With its simple overarching thesis, The Triumph of Music is never less than thought-provoking. But unfortunately it is not very convincing. Blanning is not helped by his thematic structure, which forces him to retread the same historical ground five times over, and leads to some narrative jerkiness and weird anomalies. We arrive at the iPod in chapter three before we get any account of the far more significant development of radio (in chapter four). Blanning himself seems to chafe at the structure, since on several occasions he says that “space does not permit every strand to be followed”, which leaves the reader feeling short-changed.
Those strands that Blanning does choose to pursue, particularly in 20th-century history, can appear random. He more or less ignores contemporary classical music, whose story has been told so well by Alex Ross in The Rest is Noise. Whereas his narrative of 18th-century composers is always informed by the surrounding political culture, his analysis of rock and pop is less critical.
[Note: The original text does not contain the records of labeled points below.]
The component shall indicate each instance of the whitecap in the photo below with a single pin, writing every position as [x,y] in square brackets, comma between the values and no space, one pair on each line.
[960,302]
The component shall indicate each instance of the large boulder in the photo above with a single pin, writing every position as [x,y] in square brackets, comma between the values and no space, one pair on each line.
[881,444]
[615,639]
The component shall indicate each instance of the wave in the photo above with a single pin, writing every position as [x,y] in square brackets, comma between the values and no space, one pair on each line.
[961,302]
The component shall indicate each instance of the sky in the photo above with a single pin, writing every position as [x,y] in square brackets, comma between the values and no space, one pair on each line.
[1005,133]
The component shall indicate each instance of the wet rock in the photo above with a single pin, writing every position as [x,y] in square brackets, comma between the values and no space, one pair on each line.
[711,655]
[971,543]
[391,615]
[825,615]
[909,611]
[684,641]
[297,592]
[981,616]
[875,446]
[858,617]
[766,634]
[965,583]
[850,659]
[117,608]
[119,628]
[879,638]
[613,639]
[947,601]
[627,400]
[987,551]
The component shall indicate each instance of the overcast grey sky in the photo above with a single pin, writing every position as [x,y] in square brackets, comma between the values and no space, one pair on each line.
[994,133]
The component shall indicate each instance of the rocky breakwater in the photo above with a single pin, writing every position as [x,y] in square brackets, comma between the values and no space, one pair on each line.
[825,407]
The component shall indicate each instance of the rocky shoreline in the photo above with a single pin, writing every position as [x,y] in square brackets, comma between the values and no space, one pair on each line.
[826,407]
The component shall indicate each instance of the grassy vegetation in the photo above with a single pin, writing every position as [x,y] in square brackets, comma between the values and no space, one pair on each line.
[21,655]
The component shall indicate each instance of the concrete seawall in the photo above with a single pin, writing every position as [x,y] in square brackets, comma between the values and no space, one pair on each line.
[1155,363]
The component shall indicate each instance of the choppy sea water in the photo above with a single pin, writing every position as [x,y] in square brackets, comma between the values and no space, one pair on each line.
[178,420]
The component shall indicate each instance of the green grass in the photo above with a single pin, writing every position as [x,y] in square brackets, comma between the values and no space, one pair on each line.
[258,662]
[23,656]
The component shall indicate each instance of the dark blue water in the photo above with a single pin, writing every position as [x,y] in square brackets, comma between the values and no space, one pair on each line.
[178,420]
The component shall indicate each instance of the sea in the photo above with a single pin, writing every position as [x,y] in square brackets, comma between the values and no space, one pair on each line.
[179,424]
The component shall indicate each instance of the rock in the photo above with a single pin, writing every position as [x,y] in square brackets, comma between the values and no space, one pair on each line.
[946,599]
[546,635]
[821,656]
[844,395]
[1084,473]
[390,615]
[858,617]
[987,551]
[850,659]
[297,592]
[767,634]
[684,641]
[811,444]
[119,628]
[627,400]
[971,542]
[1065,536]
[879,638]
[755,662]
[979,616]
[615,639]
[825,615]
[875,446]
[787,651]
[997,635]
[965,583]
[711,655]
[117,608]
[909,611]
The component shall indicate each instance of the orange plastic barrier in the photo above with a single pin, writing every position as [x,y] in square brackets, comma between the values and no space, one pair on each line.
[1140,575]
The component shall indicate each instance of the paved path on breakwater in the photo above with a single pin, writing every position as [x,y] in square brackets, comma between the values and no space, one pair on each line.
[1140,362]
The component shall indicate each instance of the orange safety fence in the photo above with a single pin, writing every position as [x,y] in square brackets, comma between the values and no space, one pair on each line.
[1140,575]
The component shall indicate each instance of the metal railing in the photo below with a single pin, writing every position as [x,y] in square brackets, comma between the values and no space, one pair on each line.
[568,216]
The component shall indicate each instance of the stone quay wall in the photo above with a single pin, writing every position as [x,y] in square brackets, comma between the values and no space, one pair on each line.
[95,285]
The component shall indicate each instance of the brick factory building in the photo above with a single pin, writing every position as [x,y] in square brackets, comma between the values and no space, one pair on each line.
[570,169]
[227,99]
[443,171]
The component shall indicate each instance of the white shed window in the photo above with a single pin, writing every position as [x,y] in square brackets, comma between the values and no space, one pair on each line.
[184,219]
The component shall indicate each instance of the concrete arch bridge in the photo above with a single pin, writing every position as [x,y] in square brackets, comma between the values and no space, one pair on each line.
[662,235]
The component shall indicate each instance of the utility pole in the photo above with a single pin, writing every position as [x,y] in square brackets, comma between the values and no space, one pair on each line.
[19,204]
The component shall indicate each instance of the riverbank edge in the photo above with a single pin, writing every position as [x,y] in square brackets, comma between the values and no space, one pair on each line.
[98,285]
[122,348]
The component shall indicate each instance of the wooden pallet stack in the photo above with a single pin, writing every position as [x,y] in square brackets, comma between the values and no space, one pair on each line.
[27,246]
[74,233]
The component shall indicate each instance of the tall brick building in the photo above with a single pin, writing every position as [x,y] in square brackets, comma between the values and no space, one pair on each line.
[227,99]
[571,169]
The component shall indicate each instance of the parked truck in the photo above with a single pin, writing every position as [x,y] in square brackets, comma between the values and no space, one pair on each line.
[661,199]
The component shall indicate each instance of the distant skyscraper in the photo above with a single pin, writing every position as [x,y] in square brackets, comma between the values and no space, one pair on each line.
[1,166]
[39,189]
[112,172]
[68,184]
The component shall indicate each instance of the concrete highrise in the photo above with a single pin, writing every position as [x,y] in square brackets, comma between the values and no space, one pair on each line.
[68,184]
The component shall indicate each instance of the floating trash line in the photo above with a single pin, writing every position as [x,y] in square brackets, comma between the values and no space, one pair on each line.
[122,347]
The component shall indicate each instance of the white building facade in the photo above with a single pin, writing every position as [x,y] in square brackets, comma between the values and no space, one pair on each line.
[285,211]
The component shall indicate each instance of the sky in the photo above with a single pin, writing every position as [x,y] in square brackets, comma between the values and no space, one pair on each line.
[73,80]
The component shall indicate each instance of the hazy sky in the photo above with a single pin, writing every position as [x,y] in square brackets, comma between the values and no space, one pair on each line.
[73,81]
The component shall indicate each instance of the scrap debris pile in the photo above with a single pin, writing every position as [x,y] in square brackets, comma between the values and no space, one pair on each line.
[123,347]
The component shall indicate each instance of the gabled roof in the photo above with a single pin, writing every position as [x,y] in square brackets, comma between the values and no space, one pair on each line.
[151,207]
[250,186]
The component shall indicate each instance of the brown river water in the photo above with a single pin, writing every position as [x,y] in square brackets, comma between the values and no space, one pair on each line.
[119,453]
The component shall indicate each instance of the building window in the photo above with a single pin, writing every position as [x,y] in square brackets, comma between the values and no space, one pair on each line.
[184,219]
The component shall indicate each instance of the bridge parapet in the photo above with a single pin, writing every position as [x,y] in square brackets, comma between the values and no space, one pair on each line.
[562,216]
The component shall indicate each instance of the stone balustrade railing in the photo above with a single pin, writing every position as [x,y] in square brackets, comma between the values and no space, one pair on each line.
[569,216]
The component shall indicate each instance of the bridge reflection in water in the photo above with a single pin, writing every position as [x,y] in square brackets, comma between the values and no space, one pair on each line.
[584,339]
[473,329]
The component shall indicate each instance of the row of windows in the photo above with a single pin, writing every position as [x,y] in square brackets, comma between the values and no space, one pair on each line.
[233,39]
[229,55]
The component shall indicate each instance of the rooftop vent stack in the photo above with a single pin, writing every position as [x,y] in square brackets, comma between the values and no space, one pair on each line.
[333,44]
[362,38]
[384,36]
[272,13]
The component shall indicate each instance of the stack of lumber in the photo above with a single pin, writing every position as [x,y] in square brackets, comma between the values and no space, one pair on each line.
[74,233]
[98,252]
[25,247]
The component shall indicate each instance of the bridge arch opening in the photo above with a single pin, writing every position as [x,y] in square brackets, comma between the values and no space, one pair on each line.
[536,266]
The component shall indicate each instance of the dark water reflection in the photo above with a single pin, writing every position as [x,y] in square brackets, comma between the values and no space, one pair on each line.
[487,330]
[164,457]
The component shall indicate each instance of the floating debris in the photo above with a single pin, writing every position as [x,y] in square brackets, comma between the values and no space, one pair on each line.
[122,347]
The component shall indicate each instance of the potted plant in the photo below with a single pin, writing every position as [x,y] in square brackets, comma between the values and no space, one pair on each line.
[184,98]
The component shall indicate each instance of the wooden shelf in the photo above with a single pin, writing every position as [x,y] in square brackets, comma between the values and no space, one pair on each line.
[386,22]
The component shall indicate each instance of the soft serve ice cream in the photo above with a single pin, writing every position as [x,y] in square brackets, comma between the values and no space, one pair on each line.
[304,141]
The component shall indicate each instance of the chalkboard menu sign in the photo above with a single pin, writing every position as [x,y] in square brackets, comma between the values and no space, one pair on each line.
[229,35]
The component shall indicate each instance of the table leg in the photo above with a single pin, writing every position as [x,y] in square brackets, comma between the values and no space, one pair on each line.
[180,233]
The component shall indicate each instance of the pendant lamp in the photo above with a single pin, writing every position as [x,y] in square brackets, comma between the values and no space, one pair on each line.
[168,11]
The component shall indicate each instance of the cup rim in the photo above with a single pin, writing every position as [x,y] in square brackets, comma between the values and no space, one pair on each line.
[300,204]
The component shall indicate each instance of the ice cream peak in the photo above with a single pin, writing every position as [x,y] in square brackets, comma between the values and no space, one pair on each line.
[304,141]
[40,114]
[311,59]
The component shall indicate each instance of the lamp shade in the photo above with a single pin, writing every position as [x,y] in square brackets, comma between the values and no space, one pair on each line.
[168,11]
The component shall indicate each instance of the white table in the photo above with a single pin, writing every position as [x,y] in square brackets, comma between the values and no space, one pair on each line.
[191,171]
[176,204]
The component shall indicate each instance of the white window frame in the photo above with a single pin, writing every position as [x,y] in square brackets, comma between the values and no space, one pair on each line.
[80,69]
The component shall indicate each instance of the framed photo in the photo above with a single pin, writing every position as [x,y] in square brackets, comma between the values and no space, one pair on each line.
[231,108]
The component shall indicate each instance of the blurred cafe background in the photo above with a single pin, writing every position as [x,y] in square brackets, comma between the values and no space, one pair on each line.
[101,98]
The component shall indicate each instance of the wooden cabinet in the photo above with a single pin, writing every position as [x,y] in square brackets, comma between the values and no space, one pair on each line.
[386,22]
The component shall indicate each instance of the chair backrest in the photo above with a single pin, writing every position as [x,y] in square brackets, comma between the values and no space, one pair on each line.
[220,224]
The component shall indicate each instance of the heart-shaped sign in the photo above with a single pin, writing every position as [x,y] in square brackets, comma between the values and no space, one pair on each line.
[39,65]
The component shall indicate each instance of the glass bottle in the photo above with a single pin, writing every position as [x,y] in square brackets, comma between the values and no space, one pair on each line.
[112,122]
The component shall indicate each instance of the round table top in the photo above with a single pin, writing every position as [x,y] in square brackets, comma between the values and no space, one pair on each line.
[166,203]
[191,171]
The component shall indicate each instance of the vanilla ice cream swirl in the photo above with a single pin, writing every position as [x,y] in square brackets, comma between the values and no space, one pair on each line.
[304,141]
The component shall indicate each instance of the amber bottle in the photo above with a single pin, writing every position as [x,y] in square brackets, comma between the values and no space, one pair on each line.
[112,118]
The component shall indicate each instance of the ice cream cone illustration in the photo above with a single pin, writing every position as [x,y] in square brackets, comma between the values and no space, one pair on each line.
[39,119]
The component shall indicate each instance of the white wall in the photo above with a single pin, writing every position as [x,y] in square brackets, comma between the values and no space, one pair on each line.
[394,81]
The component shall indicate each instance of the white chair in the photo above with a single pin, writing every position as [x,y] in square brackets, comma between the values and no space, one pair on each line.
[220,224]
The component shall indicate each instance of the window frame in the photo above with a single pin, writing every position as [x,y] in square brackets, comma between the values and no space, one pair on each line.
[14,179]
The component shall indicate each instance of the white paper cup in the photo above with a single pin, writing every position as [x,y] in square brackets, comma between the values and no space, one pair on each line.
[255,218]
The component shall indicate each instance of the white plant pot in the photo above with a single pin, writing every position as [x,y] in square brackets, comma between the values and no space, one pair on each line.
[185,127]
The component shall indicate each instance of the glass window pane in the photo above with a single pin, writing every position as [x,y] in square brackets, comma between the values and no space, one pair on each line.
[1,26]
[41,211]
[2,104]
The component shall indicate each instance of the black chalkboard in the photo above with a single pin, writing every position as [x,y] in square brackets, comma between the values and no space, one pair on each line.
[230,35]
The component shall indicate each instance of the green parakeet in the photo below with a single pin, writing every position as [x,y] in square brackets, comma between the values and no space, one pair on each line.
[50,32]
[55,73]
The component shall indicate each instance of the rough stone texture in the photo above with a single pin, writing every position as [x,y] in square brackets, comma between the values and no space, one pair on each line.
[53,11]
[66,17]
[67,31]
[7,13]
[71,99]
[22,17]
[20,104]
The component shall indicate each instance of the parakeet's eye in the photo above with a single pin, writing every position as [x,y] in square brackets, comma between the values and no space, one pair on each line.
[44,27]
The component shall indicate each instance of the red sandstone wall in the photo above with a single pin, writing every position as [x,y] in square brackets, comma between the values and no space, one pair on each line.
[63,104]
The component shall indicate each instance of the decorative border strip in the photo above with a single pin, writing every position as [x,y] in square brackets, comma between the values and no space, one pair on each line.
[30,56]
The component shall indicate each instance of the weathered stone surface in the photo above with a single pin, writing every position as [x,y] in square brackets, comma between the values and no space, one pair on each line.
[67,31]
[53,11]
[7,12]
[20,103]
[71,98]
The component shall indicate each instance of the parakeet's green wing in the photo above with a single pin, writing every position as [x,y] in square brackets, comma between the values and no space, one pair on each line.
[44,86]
Eric Clapton, we are solemnly informed, has “quasidivine status”. Hi Five, “a brash Australian programme...televised every morning in the UK”, is described as “a Wagnerian Gesamtkunstwerk”. Only someone with no real interest in pop music would write like this.
More serious than these erratic displays of taste is the lack of comparative perspective. Blanning admits that “other branches of the creative arts also benefited” from the technological and social changes that benefited music, but he fails to prove his case that music benefited to a unique degree. When he tells us, in clichéd terms, that from the 1820s “Paganini blazed across the musical sky like a meteor”, it would be good to hear how Byron was faring in the literary sky at roughly the same time.
The “triumph” of music has been neither as “sustained” nor as straightforward as Blanning presents it. The fact that Rossini and Wagner were freed from the tyranny of princes did not mean that other musicians in the future, even successful ones, would be free to do their own thing. Rather wishfully, Blanning presents music as one of the key forces in securing black civil rights in America. But music was also a force that enslaved black musicians. Think of the young Michael Jackson, an artist of sublime talent, whose working conditions in the Motown factory must have been just as hard to endure as those facing Haydn at the court of Prince Esterhazy.